Here's one possible combination (after the setup step has been done, and the listing pages are in ./wh-listings
:
# Step 1
urls=$(cat ./wh-listings/*.html | grep -oE '/the-press-office/[^"]+')
# Step 2 (assumes that `urls` variable has the relative URLs)
for some_url in $urls; do
fname=$(echo $some_url | tr '/' 'x')
curl -s "http://www.whitehouse.gov$some_url" -o ./wh-briefings/$fname
# I've silenced curl, so this echo let's me know how things are going
echo "Downloading $some_url into $fname"
done
# Step 3
cat ./wh-briefings/* | \
grep -oE '<p>[^<]+' | grep -oE '[[:alpha:]]{7,}' \
tr '[:upper:]' '[:lower:]' | \
sort | uniq -c | sort -rn | head -n 10
Some of you opted to save Step 1 into a text file, which is fine, though creates an intermediary file that isn't strictly necessary:
cat ./wh-listings/*.html | grep -oE '/the-press-office/[^"]+' > urls.txt
# Step 2
urls=$(cat urls.txt)
# The rest of step 2 and step 3 are unchanged
# for some_url in $urls; do
And if you were feeling pretty adventurous, you could've put all this code into a shell script and backgrounded it, and then sent the answer directly to me via pipes as soon as all the pages were downloaded and analyzed:
# in a file named uber-wh-script.sh
# Step 1 (Same as previously)
urls=$(cat ./wh-listings/*.html | grep -oE '/the-press-office/[^"]+')
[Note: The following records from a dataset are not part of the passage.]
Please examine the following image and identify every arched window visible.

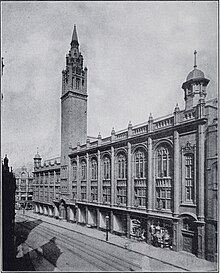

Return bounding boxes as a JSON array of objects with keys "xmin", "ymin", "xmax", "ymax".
[
  {"xmin": 134, "ymin": 149, "xmax": 146, "ymax": 207},
  {"xmin": 156, "ymin": 146, "xmax": 172, "ymax": 210},
  {"xmin": 73, "ymin": 162, "xmax": 77, "ymax": 181},
  {"xmin": 135, "ymin": 150, "xmax": 145, "ymax": 178},
  {"xmin": 103, "ymin": 156, "xmax": 111, "ymax": 179},
  {"xmin": 91, "ymin": 159, "xmax": 98, "ymax": 180},
  {"xmin": 157, "ymin": 147, "xmax": 170, "ymax": 177},
  {"xmin": 117, "ymin": 154, "xmax": 127, "ymax": 206},
  {"xmin": 212, "ymin": 162, "xmax": 218, "ymax": 190},
  {"xmin": 102, "ymin": 156, "xmax": 111, "ymax": 204},
  {"xmin": 118, "ymin": 154, "xmax": 127, "ymax": 179},
  {"xmin": 185, "ymin": 154, "xmax": 194, "ymax": 202},
  {"xmin": 81, "ymin": 161, "xmax": 86, "ymax": 180}
]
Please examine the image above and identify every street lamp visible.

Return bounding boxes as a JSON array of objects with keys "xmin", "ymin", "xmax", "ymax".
[{"xmin": 105, "ymin": 215, "xmax": 109, "ymax": 242}]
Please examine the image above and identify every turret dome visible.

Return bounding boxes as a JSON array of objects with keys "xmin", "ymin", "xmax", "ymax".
[{"xmin": 186, "ymin": 68, "xmax": 205, "ymax": 81}]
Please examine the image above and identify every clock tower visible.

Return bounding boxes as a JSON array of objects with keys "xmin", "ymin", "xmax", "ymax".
[{"xmin": 60, "ymin": 25, "xmax": 88, "ymax": 195}]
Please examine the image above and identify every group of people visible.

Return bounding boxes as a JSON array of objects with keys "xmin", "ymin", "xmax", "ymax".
[{"xmin": 150, "ymin": 223, "xmax": 172, "ymax": 248}]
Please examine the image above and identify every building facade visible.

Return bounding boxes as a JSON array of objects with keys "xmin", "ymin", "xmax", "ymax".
[
  {"xmin": 15, "ymin": 167, "xmax": 33, "ymax": 208},
  {"xmin": 31, "ymin": 27, "xmax": 218, "ymax": 261}
]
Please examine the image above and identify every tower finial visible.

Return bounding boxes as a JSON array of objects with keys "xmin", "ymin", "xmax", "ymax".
[
  {"xmin": 71, "ymin": 24, "xmax": 79, "ymax": 44},
  {"xmin": 194, "ymin": 50, "xmax": 197, "ymax": 68}
]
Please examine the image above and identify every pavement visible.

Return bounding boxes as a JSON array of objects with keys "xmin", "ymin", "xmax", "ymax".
[{"xmin": 17, "ymin": 211, "xmax": 218, "ymax": 272}]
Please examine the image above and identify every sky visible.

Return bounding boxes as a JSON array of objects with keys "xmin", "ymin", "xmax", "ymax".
[{"xmin": 1, "ymin": 1, "xmax": 218, "ymax": 168}]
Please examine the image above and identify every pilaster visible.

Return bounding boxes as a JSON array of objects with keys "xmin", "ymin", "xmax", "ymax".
[
  {"xmin": 86, "ymin": 153, "xmax": 90, "ymax": 202},
  {"xmin": 126, "ymin": 211, "xmax": 131, "ymax": 238},
  {"xmin": 98, "ymin": 150, "xmax": 102, "ymax": 204},
  {"xmin": 196, "ymin": 221, "xmax": 205, "ymax": 259},
  {"xmin": 197, "ymin": 125, "xmax": 205, "ymax": 222},
  {"xmin": 172, "ymin": 219, "xmax": 180, "ymax": 251},
  {"xmin": 173, "ymin": 131, "xmax": 180, "ymax": 217},
  {"xmin": 111, "ymin": 147, "xmax": 115, "ymax": 206},
  {"xmin": 127, "ymin": 142, "xmax": 133, "ymax": 208},
  {"xmin": 147, "ymin": 137, "xmax": 153, "ymax": 212},
  {"xmin": 76, "ymin": 155, "xmax": 81, "ymax": 200}
]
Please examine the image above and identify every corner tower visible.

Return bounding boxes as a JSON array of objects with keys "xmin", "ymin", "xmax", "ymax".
[
  {"xmin": 182, "ymin": 50, "xmax": 209, "ymax": 110},
  {"xmin": 61, "ymin": 25, "xmax": 87, "ymax": 192}
]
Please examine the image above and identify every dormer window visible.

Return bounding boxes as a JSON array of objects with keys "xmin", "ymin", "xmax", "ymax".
[{"xmin": 76, "ymin": 78, "xmax": 80, "ymax": 89}]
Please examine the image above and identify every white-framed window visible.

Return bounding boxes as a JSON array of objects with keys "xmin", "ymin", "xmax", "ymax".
[
  {"xmin": 185, "ymin": 154, "xmax": 194, "ymax": 202},
  {"xmin": 156, "ymin": 146, "xmax": 172, "ymax": 210},
  {"xmin": 91, "ymin": 158, "xmax": 98, "ymax": 180},
  {"xmin": 135, "ymin": 150, "xmax": 145, "ymax": 178},
  {"xmin": 81, "ymin": 160, "xmax": 86, "ymax": 180},
  {"xmin": 118, "ymin": 154, "xmax": 127, "ymax": 179},
  {"xmin": 157, "ymin": 147, "xmax": 171, "ymax": 177},
  {"xmin": 73, "ymin": 162, "xmax": 77, "ymax": 181},
  {"xmin": 103, "ymin": 156, "xmax": 111, "ymax": 179}
]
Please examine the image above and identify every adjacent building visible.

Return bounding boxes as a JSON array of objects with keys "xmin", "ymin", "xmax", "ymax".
[
  {"xmin": 31, "ymin": 26, "xmax": 218, "ymax": 261},
  {"xmin": 2, "ymin": 155, "xmax": 16, "ymax": 271},
  {"xmin": 15, "ymin": 166, "xmax": 33, "ymax": 208}
]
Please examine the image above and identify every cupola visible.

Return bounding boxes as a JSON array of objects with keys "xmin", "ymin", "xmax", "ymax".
[{"xmin": 182, "ymin": 50, "xmax": 209, "ymax": 110}]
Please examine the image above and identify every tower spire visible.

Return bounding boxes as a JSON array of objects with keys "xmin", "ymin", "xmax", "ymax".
[
  {"xmin": 193, "ymin": 50, "xmax": 197, "ymax": 68},
  {"xmin": 70, "ymin": 24, "xmax": 79, "ymax": 46}
]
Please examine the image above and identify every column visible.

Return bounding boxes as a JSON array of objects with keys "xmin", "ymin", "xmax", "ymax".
[
  {"xmin": 146, "ymin": 219, "xmax": 152, "ymax": 244},
  {"xmin": 111, "ymin": 147, "xmax": 115, "ymax": 206},
  {"xmin": 53, "ymin": 171, "xmax": 57, "ymax": 199},
  {"xmin": 126, "ymin": 211, "xmax": 131, "ymax": 238},
  {"xmin": 98, "ymin": 150, "xmax": 102, "ymax": 204},
  {"xmin": 172, "ymin": 218, "xmax": 180, "ymax": 251},
  {"xmin": 196, "ymin": 125, "xmax": 205, "ymax": 221},
  {"xmin": 110, "ymin": 210, "xmax": 114, "ymax": 233},
  {"xmin": 96, "ymin": 208, "xmax": 100, "ymax": 229},
  {"xmin": 42, "ymin": 172, "xmax": 45, "ymax": 201},
  {"xmin": 85, "ymin": 206, "xmax": 89, "ymax": 225},
  {"xmin": 127, "ymin": 142, "xmax": 133, "ymax": 207},
  {"xmin": 147, "ymin": 137, "xmax": 153, "ymax": 212},
  {"xmin": 76, "ymin": 155, "xmax": 81, "ymax": 200},
  {"xmin": 86, "ymin": 153, "xmax": 90, "ymax": 202},
  {"xmin": 196, "ymin": 221, "xmax": 205, "ymax": 259},
  {"xmin": 173, "ymin": 131, "xmax": 180, "ymax": 217}
]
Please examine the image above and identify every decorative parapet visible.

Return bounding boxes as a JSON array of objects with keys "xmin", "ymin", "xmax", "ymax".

# Step 2 (same as previously, though removed the echo)
for some_url in $urls; do
fname=$(echo $some_url | tr '/' 'x')
curl -s "http://www.whitehouse.gov$some_url" -o ./wh-briefings/$fname
done
# Step 3 (same as previously, except for the pipe into mail)
cat ./wh-briefings/* | \
grep -oE '<p>[^<]+' | grep -oE '[[:alpha:]]{7,}' \
tr '[:upper:]' '[:lower:]' | \
sort | uniq -c | sort -rn | head -n 10 | \
mail dun@stanford.edu -s 'Top 10 WH Words via Grep'
And then, to background it on corn.stanford.edu
nohup krenew -t -- bash uber-wh-script.sh &
If you were frustrated with this assignment and felt lost, don't think about the relatively few lines of code it took to accomplish it, but the amount of planning, as well as knowledge of syntax and computer science concepts it takes to boil it down to a few lines of code. Nevermind the usual issues of dealing with scraping a live web-server.